Julie stirred with a little rustle and click of silk and beads. Her gentle amiability was vaguely alarmed by the iron quality of determination in the other's tone.

“Yes, but what about you, Selina?”

“Me?”

“Yes, of course. You talk as though you didn't count. Your life. Things to make you happy.”

“My life doesn't count, except as something for Dirk to use. I'm done with anything else. Oh, I don't mean that I'm discouraged, or disappointed in life, or anything like that. I mean I started out with the wrong idea. I know better now. I'm here to keep Dirk from making the mistakes I made.”

Here Aug Hempel, lounging largely in his chair and eyeing Selina intently, turned his gaze absently through the window to where the grays, a living equine statue, stood before the house. His tone was one of meditation, not of argument. “It don't work out that way, seems. About mistakes it's funny. You got to make your own; and not only that, if you try to keep people from making theirs they get mad.” He whistled softly through his teeth following this utterance and tapped the chair seat with his finger nails.

“It's beauty!” Selina said then, almost passionately. Aug Hempel and Julie plainly could make nothing of this remark so she went on, eager, explanatory. “I used to think that if you wanted beauty—if you wanted it hard enough and hopefully enough—it came to you. You just waited, and lived your life as best you could, knowing that beauty might be just around the corner. You just waited, and then it came.”

“Beauty!” exclaimed Julie, weakly. She stared at Selina in the evident belief that this work-worn haggard woman was bemoaning her lack of personal pulchritude.

“Yes. All the worth-while things in life. All mixed up. Rooms in candle-light. Leisure. Colour. Travel. Books. Music. Pictures. People—all kinds of people. Work that you love. And growth—growth and watching people grow. Feeling very strongly about things and then developing that feeling to—to make something fine come of it.” The word self-expression was not in cant use then, and Selina hadn't it to offer them. They would not have known what she meant if she had.

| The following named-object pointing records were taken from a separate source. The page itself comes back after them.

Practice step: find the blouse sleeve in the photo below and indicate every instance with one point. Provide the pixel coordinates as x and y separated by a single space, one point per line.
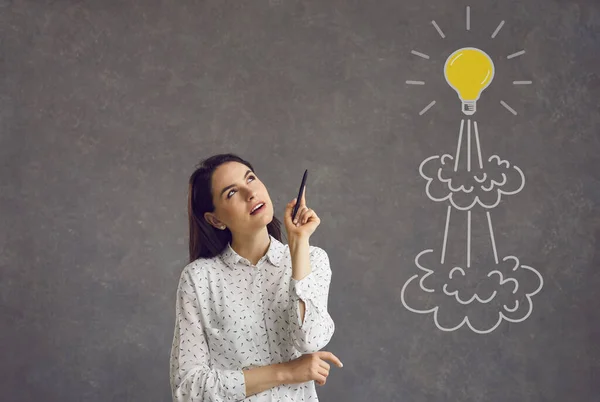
192 377
315 332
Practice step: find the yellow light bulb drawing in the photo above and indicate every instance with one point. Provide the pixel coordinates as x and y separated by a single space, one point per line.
469 71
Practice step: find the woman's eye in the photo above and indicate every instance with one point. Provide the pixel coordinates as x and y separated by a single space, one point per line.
229 194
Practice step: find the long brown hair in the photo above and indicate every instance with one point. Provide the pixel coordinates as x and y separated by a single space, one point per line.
205 240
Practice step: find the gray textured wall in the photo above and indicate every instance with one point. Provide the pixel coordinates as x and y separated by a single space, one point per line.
105 107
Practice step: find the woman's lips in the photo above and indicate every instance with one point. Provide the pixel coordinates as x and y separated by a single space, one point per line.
259 210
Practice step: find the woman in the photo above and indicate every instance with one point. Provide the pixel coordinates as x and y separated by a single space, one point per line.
251 312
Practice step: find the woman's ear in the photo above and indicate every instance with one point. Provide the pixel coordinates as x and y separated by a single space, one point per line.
213 221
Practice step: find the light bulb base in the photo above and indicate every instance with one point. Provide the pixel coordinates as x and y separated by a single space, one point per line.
469 107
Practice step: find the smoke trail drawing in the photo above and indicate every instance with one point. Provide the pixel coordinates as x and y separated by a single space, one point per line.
479 294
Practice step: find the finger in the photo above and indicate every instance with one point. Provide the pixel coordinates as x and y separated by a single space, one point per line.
299 214
307 215
289 208
320 379
325 365
331 357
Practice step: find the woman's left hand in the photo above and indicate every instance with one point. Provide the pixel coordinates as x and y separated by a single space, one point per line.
307 219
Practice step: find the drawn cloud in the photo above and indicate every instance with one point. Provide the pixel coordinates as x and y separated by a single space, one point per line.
464 188
479 296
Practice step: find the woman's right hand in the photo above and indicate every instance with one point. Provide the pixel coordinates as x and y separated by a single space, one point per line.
311 367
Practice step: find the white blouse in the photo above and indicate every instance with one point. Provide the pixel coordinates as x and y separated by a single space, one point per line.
232 315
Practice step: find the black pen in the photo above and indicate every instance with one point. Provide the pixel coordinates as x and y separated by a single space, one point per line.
300 192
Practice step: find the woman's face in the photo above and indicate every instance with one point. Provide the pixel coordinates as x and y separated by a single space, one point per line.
236 190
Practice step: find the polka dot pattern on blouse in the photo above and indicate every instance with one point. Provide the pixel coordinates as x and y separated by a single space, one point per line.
232 315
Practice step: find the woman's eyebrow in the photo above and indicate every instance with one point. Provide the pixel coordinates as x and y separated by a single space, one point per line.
233 185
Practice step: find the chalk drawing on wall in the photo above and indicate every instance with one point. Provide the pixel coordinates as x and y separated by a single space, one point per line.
456 289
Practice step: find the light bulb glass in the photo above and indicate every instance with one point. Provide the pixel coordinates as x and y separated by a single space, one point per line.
469 71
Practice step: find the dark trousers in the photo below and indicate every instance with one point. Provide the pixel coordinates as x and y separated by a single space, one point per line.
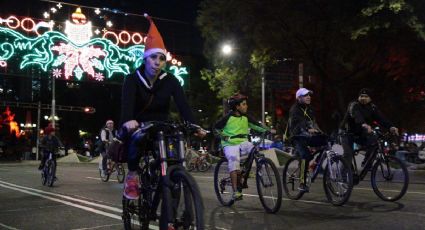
301 144
368 141
133 145
105 157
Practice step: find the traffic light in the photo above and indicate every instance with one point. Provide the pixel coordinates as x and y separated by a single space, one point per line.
89 110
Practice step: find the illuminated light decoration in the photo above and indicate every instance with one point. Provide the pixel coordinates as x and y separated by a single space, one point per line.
134 40
117 39
179 72
57 73
126 34
79 34
99 77
26 28
75 57
3 20
8 118
78 17
9 20
38 51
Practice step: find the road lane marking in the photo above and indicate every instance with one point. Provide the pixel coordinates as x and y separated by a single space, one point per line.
64 197
8 227
95 227
95 178
386 190
89 209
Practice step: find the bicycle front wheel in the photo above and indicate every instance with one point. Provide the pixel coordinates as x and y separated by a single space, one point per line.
292 178
223 184
338 181
390 178
133 215
120 173
269 186
187 205
104 175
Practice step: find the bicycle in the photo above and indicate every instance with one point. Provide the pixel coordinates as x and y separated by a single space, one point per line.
385 170
337 178
267 177
111 167
198 160
165 183
48 173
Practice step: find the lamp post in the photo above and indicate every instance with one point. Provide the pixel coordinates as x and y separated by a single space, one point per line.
53 112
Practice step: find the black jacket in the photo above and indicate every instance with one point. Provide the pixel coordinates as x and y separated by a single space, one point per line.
358 114
301 119
137 91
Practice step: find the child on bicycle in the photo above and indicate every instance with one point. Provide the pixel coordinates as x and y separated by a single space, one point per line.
234 128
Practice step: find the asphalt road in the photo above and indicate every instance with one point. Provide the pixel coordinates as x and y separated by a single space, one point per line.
79 200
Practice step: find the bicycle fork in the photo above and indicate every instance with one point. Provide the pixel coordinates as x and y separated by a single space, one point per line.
166 193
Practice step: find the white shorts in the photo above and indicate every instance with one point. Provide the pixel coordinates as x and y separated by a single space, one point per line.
233 154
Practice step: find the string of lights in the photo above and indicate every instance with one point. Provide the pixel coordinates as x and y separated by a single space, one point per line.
98 10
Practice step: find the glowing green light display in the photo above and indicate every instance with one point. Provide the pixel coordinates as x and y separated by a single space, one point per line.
54 52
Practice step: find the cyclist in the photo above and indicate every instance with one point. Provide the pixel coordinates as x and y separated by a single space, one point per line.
50 144
107 135
357 125
234 129
146 96
304 131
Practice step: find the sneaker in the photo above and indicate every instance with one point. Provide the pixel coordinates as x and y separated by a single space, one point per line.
237 196
131 187
303 188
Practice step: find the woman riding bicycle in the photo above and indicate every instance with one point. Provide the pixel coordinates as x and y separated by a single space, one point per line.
234 129
50 144
146 96
303 130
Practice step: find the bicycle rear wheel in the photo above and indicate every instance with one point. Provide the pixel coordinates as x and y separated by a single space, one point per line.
187 205
120 173
338 181
223 184
390 178
292 178
104 175
204 166
269 186
132 215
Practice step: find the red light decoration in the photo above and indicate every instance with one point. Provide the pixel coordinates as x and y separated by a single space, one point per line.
32 23
126 34
16 21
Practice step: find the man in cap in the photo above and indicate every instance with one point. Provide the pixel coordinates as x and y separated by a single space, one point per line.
304 131
357 125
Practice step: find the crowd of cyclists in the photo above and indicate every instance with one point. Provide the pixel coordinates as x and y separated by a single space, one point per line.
146 97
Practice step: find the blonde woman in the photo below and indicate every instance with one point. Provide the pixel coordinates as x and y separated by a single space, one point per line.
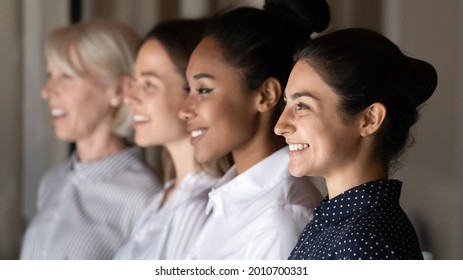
176 216
87 206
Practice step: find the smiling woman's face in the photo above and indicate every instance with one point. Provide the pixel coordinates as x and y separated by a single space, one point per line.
220 111
320 142
156 97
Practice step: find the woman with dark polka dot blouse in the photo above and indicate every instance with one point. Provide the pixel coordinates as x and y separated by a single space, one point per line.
352 97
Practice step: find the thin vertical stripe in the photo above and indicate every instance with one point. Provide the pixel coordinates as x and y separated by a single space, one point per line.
86 210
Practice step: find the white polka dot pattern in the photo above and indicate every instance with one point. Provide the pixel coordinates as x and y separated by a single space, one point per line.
365 222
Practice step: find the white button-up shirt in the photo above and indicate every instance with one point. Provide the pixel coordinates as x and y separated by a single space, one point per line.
258 214
87 210
167 232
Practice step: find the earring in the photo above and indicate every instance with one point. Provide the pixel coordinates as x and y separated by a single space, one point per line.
114 102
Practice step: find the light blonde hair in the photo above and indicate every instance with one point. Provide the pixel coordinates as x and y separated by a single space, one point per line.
107 45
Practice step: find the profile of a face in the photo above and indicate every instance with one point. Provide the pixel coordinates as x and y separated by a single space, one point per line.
318 138
219 110
156 97
80 105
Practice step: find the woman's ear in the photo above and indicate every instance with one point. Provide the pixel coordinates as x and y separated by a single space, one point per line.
372 118
269 94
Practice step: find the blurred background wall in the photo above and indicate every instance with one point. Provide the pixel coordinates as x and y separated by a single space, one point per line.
431 30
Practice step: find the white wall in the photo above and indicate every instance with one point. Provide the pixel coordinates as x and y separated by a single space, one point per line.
433 169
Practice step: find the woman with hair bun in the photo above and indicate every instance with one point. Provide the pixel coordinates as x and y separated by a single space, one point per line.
236 76
352 98
86 207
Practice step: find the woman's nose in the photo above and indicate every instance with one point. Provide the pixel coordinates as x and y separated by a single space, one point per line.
187 111
284 126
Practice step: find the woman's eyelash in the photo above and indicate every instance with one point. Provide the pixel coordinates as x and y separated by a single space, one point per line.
204 90
301 106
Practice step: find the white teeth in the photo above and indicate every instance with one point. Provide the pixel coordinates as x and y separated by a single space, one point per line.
140 118
57 112
298 147
196 133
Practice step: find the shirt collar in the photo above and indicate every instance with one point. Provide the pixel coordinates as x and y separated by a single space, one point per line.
357 200
108 167
232 192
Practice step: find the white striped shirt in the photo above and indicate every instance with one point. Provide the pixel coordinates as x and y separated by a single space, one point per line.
87 210
168 232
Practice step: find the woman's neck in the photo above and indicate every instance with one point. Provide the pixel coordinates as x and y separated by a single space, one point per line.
354 175
99 148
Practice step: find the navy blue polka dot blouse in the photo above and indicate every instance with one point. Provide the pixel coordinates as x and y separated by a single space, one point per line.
365 222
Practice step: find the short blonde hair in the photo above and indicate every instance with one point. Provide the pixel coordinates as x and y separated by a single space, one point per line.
106 44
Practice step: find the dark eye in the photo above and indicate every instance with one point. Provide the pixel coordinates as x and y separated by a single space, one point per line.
204 90
301 106
149 85
66 76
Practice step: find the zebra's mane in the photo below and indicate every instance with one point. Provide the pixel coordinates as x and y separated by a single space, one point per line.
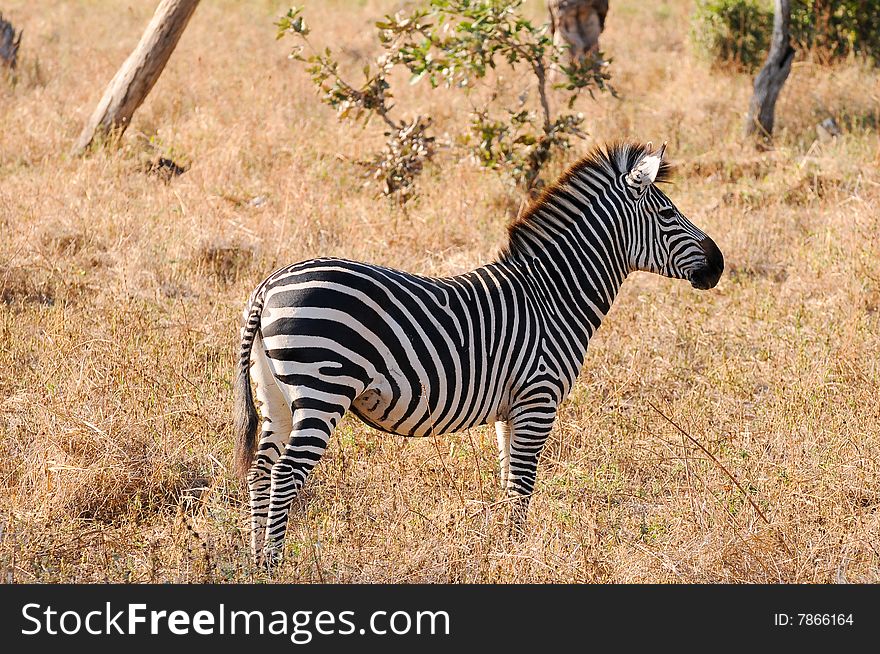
612 159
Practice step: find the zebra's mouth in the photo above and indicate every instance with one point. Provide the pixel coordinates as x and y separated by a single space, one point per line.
707 275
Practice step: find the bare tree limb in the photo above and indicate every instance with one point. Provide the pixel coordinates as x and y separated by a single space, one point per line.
770 80
134 80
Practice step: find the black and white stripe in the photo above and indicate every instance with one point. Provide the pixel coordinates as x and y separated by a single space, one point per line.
419 356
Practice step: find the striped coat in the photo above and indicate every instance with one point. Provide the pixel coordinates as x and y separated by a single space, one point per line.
421 356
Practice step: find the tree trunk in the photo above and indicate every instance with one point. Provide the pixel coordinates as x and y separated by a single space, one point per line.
8 43
769 81
131 84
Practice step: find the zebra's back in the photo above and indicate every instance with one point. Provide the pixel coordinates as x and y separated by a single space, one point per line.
412 355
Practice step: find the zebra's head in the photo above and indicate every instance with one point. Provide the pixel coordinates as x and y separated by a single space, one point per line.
661 239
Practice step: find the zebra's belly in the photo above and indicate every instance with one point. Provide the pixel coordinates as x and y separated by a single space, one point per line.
408 413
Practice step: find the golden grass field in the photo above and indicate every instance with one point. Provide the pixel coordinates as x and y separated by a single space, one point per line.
120 300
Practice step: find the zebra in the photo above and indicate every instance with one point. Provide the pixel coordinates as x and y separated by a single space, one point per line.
422 356
577 24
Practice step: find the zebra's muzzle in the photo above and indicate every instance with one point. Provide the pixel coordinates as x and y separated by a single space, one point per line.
707 275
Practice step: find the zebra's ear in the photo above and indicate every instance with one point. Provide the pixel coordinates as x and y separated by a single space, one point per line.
644 172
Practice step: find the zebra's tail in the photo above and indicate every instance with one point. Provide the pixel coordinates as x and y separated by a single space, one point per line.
245 420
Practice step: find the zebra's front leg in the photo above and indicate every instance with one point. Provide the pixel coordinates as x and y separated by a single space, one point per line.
529 429
305 447
502 431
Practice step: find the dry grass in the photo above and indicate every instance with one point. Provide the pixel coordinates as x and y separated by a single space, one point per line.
120 295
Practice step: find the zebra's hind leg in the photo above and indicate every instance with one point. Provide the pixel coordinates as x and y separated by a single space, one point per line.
314 420
529 428
275 430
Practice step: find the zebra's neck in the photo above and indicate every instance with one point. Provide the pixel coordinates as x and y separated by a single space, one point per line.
573 254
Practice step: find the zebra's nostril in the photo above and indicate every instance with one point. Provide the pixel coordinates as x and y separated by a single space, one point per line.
714 258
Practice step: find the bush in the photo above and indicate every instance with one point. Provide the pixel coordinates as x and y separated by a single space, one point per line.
733 31
456 44
738 31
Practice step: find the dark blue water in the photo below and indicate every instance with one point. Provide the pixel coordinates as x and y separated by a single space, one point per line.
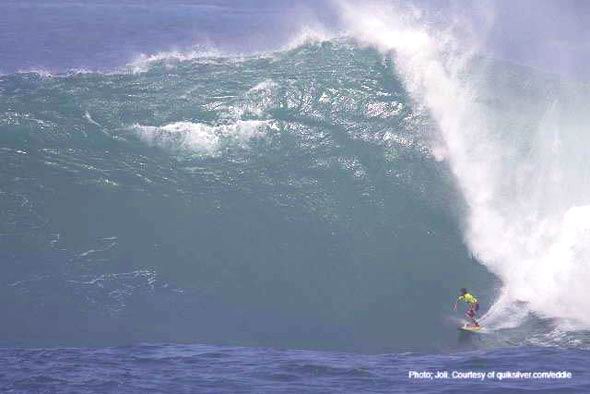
216 369
239 185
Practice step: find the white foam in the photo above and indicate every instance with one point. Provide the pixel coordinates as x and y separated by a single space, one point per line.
199 137
529 203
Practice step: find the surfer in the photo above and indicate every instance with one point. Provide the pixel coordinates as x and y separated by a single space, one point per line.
473 306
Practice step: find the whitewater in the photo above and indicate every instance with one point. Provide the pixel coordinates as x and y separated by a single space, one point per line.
205 205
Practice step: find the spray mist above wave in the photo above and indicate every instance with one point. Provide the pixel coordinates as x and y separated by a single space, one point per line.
522 174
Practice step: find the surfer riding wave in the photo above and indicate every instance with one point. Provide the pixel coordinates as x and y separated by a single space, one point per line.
473 306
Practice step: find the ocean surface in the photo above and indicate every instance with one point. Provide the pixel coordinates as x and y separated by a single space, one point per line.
234 210
217 369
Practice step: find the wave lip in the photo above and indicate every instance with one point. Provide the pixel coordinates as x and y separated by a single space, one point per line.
201 138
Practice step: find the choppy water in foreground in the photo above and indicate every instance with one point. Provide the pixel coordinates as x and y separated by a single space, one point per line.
216 369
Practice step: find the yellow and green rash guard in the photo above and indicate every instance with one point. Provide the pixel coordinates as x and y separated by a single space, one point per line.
468 298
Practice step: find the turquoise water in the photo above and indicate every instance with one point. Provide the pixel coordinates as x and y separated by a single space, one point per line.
284 199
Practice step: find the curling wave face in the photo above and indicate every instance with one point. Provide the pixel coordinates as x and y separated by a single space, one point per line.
289 199
317 196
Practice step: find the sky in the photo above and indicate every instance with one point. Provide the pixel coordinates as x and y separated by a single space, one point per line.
552 35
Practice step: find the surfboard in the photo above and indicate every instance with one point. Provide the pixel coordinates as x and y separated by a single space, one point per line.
470 328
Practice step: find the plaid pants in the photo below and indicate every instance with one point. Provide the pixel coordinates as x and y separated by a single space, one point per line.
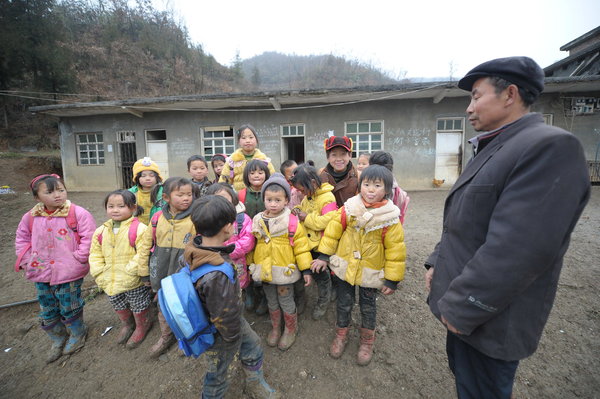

She threw out her hands now in a futile gesture. “That's what I mean by beauty. I want Dirk to have it.”

Julie blinked and nodded with the wise amiable look of comprehension assumed by one who has understood no single word of what has been said. August Hempel cleared his throat.

“I guess I know what you're driving at Selina, maybe. About Julie I felt just like that. She should have everything fine. I wanted her to have everything. And she did, too. Cried for the moon she had it.”

“I never did have it, Pa, any such thing!”

“Never cried for it, I know of.”

“For pity's sake!” pleaded Julie, the literal, “let's stop talking and do something. My goodness, anybody with a little money can have books and candles and travel around and look at pictures, if that's all. So let's
do
something. Pa, you've probably got it all fixed in your mind long ago. It's time we heard it. Here Selina was one of the most popular girls in Miss Fister's school, and lots of people thought the prettiest. And now just look at her!”

A flicker of the old flame leaped up in Selina. “Flatterer!” she murmured.